Spain will invest pound 14.9 billion ($16 billion) in water projects over the coming years to alleviate drought, Teresa Ribera, the country's environment minister, announced on Tuesday.
Nearly pound 12 billion of the investment will go towards projects like desalination, water reuse, making pipelines more efficient, and regulating other infrastructures.
The other more than pound 3 billion will go towards 'digitizing water' with new technologies and big data, which the government says will be a 'qualitative leap' in terms of managing water and the drought.
According to the government, 14.6% of Spain is currently in the throes of a 'drought emergency,' while a further 27.4% is on alert for drought.

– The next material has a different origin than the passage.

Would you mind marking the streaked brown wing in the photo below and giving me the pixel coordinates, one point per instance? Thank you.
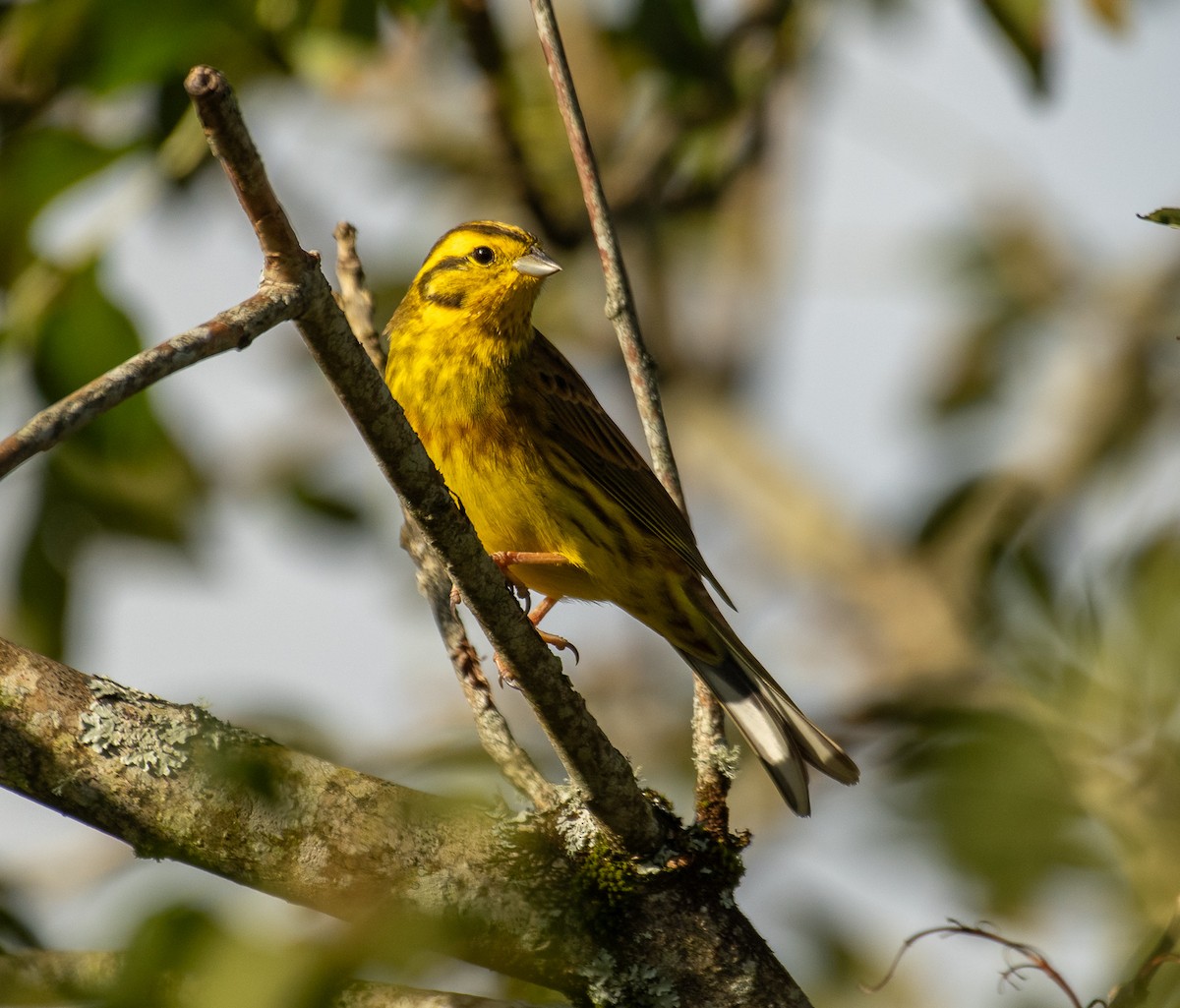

Although torrential rains from the recent storm brought much-needed water to some parts of Spain, the government said it has not solved the existing problems.
It also said climate change is making Spain more vulnerable to drought than other European nations. That is why it is moving to optimize available water to decrease the socio-economic impacts of a lack of rainfall.
Due to the drought, the government estimates that grain production dropped 40% this year compared to the last year. As a result, Spain will have to import around 20 million tons of it.
Fruit and vegetable production has also been hit. The government said that in Andalusia, instead of planting tomatoes on the usual 6,600 hectares (16,308 acres) of land this year, the drought dramatically reduced the production area to 1,700 hectares (4.200 acres).
The government also warned that Spain is set to see the second poor olive oil yield in a row, although figures suggest the 2023 season will be slightly better than last year's. The weather in the coming weeks will be key, as the new season begins on Oct. 1.